Lipid mediators of inflammation play important roles in several diseases including skin cancer, the most prevalent type of cancer found in the industrialized world. Ultraviolet (UV) radiation is a complete carcinogen and is the primary cause of skin cancer. UV radiation is also a potent immunosuppressive agent, and UV-induced immunosuppression is a well-known risk factor for skin cancer induction. An essential mediator in this process is the glyercophosphocholine 1-alkyl-2-acetyl-sn-glycero-3-phosphocholine commonly referred to as platelet-activating factor (PAF). PAF is produced by keratinocytes in response to diverse stimuli and exerts its biological effects by binding to a single specific G-protein-coupled receptor (PAF-R) expressed on a variety of cells. This review will attempt to describe how this lipid mediator is involved in transmitting the immunosuppressive signal from the skin to the immune system, starting from its production by keratinocytes, to its role in activating mast cell migration in vivo, and to the mechanisms involved that ultimately lead to immune suppression.

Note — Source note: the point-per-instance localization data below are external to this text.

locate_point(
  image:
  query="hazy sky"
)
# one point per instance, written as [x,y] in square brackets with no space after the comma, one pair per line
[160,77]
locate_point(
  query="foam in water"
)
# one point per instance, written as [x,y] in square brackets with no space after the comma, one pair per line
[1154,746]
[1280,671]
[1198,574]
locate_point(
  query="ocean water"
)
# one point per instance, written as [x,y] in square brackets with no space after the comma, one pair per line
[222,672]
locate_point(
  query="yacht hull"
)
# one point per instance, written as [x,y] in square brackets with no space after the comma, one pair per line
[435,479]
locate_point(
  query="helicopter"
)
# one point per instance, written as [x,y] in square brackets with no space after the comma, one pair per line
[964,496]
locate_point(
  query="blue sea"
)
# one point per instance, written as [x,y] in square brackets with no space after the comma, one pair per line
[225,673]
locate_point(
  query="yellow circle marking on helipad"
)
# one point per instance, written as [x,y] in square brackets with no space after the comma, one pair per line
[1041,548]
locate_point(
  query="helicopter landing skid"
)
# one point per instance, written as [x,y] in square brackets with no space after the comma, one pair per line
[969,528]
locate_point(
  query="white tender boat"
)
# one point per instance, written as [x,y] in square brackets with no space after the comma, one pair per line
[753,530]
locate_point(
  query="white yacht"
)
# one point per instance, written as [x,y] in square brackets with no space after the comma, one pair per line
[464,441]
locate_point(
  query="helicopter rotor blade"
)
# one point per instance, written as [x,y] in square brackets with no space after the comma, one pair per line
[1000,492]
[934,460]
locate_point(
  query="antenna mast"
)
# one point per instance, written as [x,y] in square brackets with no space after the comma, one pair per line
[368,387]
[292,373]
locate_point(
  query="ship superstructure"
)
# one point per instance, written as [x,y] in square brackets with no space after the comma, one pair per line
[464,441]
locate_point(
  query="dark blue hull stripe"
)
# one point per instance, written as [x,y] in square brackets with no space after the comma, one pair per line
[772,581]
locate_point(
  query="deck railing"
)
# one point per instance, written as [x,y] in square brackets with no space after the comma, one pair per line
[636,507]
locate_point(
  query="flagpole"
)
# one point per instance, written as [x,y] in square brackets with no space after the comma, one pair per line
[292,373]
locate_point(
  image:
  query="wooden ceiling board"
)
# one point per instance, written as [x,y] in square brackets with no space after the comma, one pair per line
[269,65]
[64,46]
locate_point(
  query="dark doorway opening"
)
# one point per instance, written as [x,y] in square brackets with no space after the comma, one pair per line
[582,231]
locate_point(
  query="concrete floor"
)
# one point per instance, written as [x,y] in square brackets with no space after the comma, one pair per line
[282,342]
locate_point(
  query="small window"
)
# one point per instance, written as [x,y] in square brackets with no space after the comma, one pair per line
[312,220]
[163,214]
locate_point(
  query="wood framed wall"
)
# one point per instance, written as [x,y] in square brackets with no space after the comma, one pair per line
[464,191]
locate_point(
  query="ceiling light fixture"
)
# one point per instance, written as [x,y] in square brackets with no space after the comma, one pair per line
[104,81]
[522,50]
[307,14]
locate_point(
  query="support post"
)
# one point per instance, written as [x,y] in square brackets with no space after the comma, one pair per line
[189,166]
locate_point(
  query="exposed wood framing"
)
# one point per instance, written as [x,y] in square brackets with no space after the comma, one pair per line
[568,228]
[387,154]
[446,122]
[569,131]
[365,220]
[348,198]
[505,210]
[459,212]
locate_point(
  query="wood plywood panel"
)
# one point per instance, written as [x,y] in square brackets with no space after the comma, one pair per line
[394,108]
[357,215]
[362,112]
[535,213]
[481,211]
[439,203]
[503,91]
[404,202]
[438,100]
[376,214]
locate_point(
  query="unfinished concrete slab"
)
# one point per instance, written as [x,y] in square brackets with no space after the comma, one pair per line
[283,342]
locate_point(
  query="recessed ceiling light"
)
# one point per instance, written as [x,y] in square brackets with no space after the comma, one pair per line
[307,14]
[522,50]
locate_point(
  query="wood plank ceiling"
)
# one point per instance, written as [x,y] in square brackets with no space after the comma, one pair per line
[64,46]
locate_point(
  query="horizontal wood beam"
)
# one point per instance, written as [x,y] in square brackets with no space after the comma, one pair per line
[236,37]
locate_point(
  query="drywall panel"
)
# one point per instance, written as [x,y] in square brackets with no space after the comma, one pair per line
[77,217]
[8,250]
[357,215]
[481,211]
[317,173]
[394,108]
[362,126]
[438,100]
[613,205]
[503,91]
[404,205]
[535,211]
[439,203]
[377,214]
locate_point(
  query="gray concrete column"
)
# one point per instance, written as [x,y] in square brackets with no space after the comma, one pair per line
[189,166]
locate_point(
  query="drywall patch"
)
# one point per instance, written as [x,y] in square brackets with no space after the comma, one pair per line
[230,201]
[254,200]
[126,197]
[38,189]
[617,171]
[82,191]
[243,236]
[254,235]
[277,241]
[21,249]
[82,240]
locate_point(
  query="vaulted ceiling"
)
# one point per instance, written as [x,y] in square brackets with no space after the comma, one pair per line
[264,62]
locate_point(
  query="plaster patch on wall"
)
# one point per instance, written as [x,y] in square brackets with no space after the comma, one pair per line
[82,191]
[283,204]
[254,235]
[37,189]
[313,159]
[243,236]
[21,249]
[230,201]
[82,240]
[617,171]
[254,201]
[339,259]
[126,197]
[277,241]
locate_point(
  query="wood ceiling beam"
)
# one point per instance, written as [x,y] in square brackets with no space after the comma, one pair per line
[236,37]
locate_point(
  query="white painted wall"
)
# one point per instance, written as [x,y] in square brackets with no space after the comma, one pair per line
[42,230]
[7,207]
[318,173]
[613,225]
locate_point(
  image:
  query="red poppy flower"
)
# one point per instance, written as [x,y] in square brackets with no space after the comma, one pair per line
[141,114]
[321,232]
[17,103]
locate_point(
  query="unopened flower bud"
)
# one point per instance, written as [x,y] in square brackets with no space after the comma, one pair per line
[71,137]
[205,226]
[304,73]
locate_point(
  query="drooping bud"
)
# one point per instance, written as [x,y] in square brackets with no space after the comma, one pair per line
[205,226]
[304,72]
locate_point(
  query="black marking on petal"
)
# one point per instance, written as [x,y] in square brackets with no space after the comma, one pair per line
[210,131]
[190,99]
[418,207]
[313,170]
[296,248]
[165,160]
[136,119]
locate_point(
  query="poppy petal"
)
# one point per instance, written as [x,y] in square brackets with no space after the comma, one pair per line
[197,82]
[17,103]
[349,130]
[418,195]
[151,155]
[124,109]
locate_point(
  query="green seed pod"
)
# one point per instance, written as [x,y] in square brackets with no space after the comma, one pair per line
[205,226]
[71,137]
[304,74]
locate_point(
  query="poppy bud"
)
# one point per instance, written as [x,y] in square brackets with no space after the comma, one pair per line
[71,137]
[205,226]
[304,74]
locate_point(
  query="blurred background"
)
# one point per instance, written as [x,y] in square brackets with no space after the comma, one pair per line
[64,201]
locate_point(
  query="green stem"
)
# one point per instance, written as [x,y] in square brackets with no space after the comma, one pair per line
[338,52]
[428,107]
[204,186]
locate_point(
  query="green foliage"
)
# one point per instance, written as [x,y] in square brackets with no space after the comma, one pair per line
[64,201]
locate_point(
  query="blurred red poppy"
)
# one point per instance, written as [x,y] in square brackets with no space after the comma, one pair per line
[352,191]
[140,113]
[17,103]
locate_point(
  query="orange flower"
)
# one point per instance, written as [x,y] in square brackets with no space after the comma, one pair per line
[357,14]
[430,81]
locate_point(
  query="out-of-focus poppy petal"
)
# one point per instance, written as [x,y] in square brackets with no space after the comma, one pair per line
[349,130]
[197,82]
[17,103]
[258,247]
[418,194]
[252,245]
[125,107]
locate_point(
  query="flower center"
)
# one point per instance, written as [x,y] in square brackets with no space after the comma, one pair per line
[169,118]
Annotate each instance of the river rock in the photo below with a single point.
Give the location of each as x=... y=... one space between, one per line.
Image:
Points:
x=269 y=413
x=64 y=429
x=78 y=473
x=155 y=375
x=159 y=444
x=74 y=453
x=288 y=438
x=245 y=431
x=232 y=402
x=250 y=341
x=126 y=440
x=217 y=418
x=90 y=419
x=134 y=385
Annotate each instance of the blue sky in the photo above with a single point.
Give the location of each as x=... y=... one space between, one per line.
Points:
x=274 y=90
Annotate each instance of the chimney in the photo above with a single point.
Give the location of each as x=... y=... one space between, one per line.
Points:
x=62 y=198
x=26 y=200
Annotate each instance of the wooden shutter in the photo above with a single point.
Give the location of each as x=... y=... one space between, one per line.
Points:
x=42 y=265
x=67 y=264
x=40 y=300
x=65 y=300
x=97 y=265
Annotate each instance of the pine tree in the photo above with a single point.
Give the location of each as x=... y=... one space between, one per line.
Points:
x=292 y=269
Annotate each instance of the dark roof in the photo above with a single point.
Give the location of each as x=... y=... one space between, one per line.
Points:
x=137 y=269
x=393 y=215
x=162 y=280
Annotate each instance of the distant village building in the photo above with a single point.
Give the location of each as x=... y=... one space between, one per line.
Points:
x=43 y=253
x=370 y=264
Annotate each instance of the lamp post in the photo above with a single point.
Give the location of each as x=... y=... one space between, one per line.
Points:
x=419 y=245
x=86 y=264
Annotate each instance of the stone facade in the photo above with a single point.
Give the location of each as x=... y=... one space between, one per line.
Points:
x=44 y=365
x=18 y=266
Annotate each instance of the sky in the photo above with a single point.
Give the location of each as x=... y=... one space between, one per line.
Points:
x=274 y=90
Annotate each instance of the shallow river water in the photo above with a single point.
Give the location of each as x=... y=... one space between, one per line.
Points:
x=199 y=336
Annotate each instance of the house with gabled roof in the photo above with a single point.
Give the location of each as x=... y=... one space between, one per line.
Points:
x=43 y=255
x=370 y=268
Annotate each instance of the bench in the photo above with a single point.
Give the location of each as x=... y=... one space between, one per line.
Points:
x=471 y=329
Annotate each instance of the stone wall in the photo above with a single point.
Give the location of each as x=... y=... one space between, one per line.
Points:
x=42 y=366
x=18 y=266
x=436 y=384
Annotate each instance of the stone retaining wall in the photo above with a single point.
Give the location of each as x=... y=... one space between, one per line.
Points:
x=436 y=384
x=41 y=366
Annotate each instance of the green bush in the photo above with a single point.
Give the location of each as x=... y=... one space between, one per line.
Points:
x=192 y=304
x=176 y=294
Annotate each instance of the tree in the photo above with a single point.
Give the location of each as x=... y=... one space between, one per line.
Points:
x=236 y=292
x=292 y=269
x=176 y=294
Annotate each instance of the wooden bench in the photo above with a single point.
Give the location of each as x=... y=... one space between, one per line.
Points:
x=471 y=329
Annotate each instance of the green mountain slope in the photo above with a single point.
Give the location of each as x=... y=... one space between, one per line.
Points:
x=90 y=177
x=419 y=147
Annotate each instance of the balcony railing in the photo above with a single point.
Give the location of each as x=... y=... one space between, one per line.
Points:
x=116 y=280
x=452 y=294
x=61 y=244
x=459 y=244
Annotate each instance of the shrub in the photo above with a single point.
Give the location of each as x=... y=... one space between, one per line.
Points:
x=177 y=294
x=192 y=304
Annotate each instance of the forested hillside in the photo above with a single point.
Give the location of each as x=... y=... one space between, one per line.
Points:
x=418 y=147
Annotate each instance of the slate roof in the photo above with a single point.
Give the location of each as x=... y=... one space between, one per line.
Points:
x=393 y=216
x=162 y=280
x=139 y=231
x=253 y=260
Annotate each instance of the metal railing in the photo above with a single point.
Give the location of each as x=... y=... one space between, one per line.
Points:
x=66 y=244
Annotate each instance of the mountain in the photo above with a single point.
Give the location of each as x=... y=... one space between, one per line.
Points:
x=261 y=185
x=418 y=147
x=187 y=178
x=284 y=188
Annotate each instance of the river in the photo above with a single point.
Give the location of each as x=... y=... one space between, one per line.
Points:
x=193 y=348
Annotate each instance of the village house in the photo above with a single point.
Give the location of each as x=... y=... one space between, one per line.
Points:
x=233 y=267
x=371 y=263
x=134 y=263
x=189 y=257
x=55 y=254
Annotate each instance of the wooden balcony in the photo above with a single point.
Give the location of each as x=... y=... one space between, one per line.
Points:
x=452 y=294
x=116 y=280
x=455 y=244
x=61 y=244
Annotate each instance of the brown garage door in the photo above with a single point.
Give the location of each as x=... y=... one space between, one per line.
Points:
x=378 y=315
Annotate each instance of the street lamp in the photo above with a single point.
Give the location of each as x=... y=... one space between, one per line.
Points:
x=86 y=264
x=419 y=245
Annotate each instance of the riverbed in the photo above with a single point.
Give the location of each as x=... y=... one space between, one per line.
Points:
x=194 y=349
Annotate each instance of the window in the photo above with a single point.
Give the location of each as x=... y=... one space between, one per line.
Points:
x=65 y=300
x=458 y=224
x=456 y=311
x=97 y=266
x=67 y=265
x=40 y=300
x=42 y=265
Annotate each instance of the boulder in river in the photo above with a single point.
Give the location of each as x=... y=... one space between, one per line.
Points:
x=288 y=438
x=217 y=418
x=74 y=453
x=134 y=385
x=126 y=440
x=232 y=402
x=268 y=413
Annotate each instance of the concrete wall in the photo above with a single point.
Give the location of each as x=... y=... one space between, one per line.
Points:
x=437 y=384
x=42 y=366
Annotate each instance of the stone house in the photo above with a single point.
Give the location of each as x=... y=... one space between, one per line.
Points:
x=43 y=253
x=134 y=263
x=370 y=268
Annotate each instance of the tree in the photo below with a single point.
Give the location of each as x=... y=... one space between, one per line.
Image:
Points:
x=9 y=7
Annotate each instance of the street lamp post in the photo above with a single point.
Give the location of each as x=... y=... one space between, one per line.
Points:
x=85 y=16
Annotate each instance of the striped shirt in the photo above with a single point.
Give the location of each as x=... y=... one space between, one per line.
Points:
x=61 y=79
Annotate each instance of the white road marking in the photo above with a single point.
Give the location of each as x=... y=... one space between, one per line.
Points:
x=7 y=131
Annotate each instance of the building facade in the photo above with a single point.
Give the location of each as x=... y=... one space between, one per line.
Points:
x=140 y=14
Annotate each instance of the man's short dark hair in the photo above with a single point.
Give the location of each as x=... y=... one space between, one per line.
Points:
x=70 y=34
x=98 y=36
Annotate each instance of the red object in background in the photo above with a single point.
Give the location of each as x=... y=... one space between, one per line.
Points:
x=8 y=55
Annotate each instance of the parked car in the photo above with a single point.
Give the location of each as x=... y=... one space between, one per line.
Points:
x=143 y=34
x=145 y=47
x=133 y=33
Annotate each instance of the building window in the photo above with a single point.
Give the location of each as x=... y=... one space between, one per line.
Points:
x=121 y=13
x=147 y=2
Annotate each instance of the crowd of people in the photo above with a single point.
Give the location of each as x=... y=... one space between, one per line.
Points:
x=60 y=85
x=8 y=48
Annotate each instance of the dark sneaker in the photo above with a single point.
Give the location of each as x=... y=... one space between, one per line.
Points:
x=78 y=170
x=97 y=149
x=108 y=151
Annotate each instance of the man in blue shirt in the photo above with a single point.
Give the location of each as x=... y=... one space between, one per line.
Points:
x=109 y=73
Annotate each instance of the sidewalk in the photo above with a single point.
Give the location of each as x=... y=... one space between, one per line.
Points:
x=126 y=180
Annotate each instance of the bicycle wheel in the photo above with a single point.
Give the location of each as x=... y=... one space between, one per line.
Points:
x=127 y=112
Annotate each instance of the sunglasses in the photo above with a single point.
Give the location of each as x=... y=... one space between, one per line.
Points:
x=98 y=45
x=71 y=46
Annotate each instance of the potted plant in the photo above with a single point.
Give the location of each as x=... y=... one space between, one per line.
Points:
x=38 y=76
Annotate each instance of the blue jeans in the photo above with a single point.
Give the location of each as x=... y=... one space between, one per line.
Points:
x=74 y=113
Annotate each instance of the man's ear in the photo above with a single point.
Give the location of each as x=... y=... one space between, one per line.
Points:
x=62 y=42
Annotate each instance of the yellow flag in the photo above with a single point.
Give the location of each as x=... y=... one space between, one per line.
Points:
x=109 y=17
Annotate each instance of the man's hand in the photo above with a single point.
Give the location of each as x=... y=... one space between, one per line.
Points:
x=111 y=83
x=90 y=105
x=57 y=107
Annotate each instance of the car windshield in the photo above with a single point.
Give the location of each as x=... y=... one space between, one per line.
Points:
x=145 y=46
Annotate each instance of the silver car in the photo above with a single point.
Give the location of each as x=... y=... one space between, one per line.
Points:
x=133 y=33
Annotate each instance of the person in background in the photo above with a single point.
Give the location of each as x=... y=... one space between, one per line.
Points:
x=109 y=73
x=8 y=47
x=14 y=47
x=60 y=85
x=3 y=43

Recent findings related to its role in regulating DNA repair and activating epigenetic mechanisms, further pinpoint the importance of this bioactive lipid, which may serve as a critical molecular mediator that links the environment (UVB radiation) to the immune system and the epigenome.

Fig. 1

Structure of platelet activating factor. Structural features of PAF include: (1) an ether bond at the sn-1 position. (2) Acetic acid esterified to glycerol at sn-2. (3) Phosphocholine head group at sn-3.

Fig. 2

Essential steps in PAF biosynthesis: The remodeling pathway. Step 1: generation of Lyso-PAF. Step 2: Acetylation of Lyso-PAF. See Section 2 for details.

Fig. 3

The de novo synthesis of PAF. Step 1: acetylation of 1-akyl-2-lyso-sn-glycero-3-P by acetyl-CoA-alkyl-lysoglycero-P acetyltransferase. Step 2: Dephosphorylation of 1-alkyl-2-sn-glycero-3-P to form 1-aklyl-2-lyso-sn-glycerol. Step 3: Transfer of phosphocholine from CDP-Choline to form PAF. The availability of CDP-choline appears to be the rate-limiting factor in the de novo synthesis of PAF.

Fig. 4

Potential mechanisms that transmit the immune suppressive signal contained within UVB radiation to the immune system. The epidermis is the outermost layer of the skin comprised mostly of keratinocytes. Most of the UVB energy is absorbed here. Keratinocyte-derived PAF activates the up regulation of CXCR4 on dermal mast cells. PAF-induced histone acetylation of the CXCR4 promoter appears to be involved. This activates mast cell migration from the skin to the draining lymph nodes, where they secrete IL-10 and suppress CHS and antibody production. UV damaged keratinocytes also up-regulate RANK-L, which re-programs migrating Langerhans cells (LC) to activate T regulatory cells. This figure is modified from an image produced by The National Institutes of Health (Don Bliss artist, ID # 4606), which is in the public domain and can be freely reused.